Adjusting to Julia: The Levenshtein algorithm

Re-posted from: http://janhove.github.io/programming/2023/02/09/julia-levenshtein

In this second blog post about Julia, I’ll share
with you a Julia implementation of the Levenshtein algorithm.

The Levenshtein algorithm

The basic Levenshtein algorithm is used to count the minimum number of
insertions, deletions and substitutions that are needed to convert one
string into another. For instance, to convert English doubt into
French doute, you need at least two operations. You could replace the
b by a t and then replace the t by an e; or you could
delete the b and then insert the e. As this example shows, there
may be more than one way to convert one string into another using the minimum
number of required operations, but this minimum number itself is unique
for each pair of strings.

Implementation in Julia

I won’t cover the logic of the Levenshtein algorithm here.
The following is a straightforward Julia implementation of the pseudocode
found on Wikipedia, assuming a cost of 1 for all operations.
The function takes two inputs (a string a that is to be converted
to a string b) and outputs an array with the Levenshtein distances
between all substrings of a on the one hand and all substrings of b
on the other hand.

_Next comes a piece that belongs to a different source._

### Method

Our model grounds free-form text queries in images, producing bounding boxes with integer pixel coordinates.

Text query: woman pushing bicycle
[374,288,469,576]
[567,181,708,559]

The entry in the bottom right corner of this array
is the Levenshtein distances between the full strings and this is output
separately as well.

function levenshtein(a::String, b::String)
  # Initialise table
  distances = zeros(Int, length(a) + 1, length(b) + 1)
  distances[:, 1] = 0:length(a)
  distances[1, :] = 0:length(b)

  # Levenshtein logic
  for row in 2:(length(a) + 1)
    for col in 2:(length(b) + 1)
      distances[row, col] = min(
        distances[row - 1, col - 1] + 
          Int(a[row - 1] != b[col - 1] ? 1 : 0)
        , distances[row, col - 1] + 1
        , distances[row - 1, col] + 1
      )
    end
  end

  return distances, distances[length(a) + 1, length(b) + 1]
end

Let’s compute the Levenshtein distance between
the German word Zyklus (‘cycle’) and its
Swedish counterpart cykel.
Note the use of ; at the end of the line to suppress
the output.

dist_matrix, lev_cost = levenshtein("zyklus", "cykel");
display(dist_matrix)

## 7×6 Matrix{Int64}:
##  0  1  2  3  4  5
##  1  1  2  3  4  5
##  2  2  1  2  3  4
##  3  3  2  1  2  3
##  4  4  3  2  2  2
##  5  5  4  3  3  3
##  6  6  5  4  4  4

This checks out: you do indeed need four operations
to transform Zyklus into cykel.

A vectorised function

But what if we wanted to apply our new
functions to several pairs of strings?
Let’s first define three Dutch-German word pairs:

dutch = ("boek", "zuster", "sneeuw");
german = ("buch", "schwester", "schnee");

We can run our levenshtein() on these three
word pairs without introducing for-loops by simply
appending a dot to the function name:

levenshtein.(dutch, german)

## (([0 1 … 3 4; 1 0 … 2 3; … ; 3 2 … 2 3; 4 3 … 3 3], 3), ([0 1 … 8 9; 1 1 … 8 9; … ; 5 4 … 5 6; 6 5 … 6 5], 5), ([0 1 … 5 6; 1 0 … 4 5; … ; 5 4 … 4 3; 6 5 … 5 4], 4))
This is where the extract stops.